La sottise, l'erreur, le péché, la lésine,
Occupent nos esprits et travaillent nos corps,
Et nous alimentons nos aimables remords,
Comme les mendiants nourrissent leur vermine.
Nos péchés sont têtus, nos repentirs sont lâches ;
Nous nous faisons payer grassement nos aveux,
Et nous rentrons gaiement dans le chemin bourbeux,
Croyant par de vils pleurs laver toutes nos taches.
Sur l'oreiller du mal c'est Satan Trismégiste
Qui berce longuement notre esprit enchanté,
Et le riche métal de notre volonté
Est tout vaporisé par ce savant chimiste.
C'est le Diable qui tient les fils qui nous remuent !
Aux objets répugnants nous trouvons des appas ;
Chaque jour vers l'Enfer nous descendons d'un pas,
Sans horreur, à travers des ténèbres qui puent.
Ainsi qu'un débauché pauvre qui baise et mange
Le sein martyrisé d'une antique catin,
Nous volons au passage un plaisir clandestin
Que nous pressons bien fort comme une vieille orange.
Serré, fourmillant, comme un million d'helminthes,
Dans nos cerveaux ribote un peuple de Démons,
Et, quand nous respirons, la Mort dans nos poumons
Descend, fleuve invisible, avec de sourdes plaintes.
Si le viol, le poison, le poignard, l'incendie,
N'ont pas encor brodé de leurs plaisants dessins
Le canevas banal de nos piteux destins,
C'est que notre âme, hélas! n'est pas assez hardie.
Mais parmi les chacals, les panthères, les lices,
Les singes, les scorpions, les vautours, les serpents,
Les monstres glapissants, hurlants, grognants, rampants,
Dans la ménagerie infâme de nos vices,
II en est un plus laid, plus méchant, plus immonde !
Quoiqu'il ne pousse ni grands gestes ni grands cris,
Il ferait volontiers de la terre un débris
Et dans un bâillement avalerait le monde ;
C'est l'Ennui ! L'œil chargé d'un pleur involontaire,
II rêve d'échafauds en fumant son houka.
Tu le connais, lecteur, ce monstre délicat,
- Hypocrite lecteur, - mon semblable, - mon frère !
Charles Baudelaire, Les Fleurs du mal
Au Lecteur est le poème liminaire du recueil Les Fleurs du Mal de Charles Baudelaire, placé dès le début pour ouvrir le recueil et en établir les thèmes essentiels. Ce poème représente un portrait de la condition humaine, marquée par la faiblesse, le péché et l'influence du mal. Il introduit une esthétique moderne où le Beau et le Mal sont intimement liés. Ce texte aborde des thèmes récurrents dans le recueil, tels que la mort, le péché, la religion, et la souffrance humaine, tout en offrant une réflexion sur la nature humaine, la morale et l’âme humaine dans son rapport à la corruption et à la rédemption.
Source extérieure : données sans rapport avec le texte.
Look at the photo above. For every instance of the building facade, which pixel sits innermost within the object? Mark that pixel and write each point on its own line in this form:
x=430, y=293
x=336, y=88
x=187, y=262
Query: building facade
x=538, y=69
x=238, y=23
Le poème est constitué de 10 quatrains, écrits en alexandrins et rythmés par des rimes embrassées (ABBA). Chaque section du poème traite d’une étape différente de la condition humaine, de la faiblesse initiale de l’homme aux tentations du mal et de la beauté macabre, pour finir sur le thème du spleen, cette mélancolie omniprésente.
Dans les premiers quatrains, Baudelaire expose la faiblesse fondamentale de l’Homme, en proie aux péchés et à la souillure morale. Le poème débute par l’évocation des « sottise », « erreur » et « péché » qui dominent l’esprit humain, et dont il est difficile de se libérer. « Nous alimentons nos aimables remords, / Comme les mendiants nourrissent leur vermine. » Cette image forte d’une vermine nourrie par les remords montre l’idée d’un mal intérieur, toujours présent et se reproduisant.
Baudelaire critique également la nature lâche de la repentance : « Nos péchés sont têtus, nos repentirs sont lâches », soulignant que le repentir humain est souvent inefficace et hypocrite, comme une tentative de se purifier par des pleurs vils.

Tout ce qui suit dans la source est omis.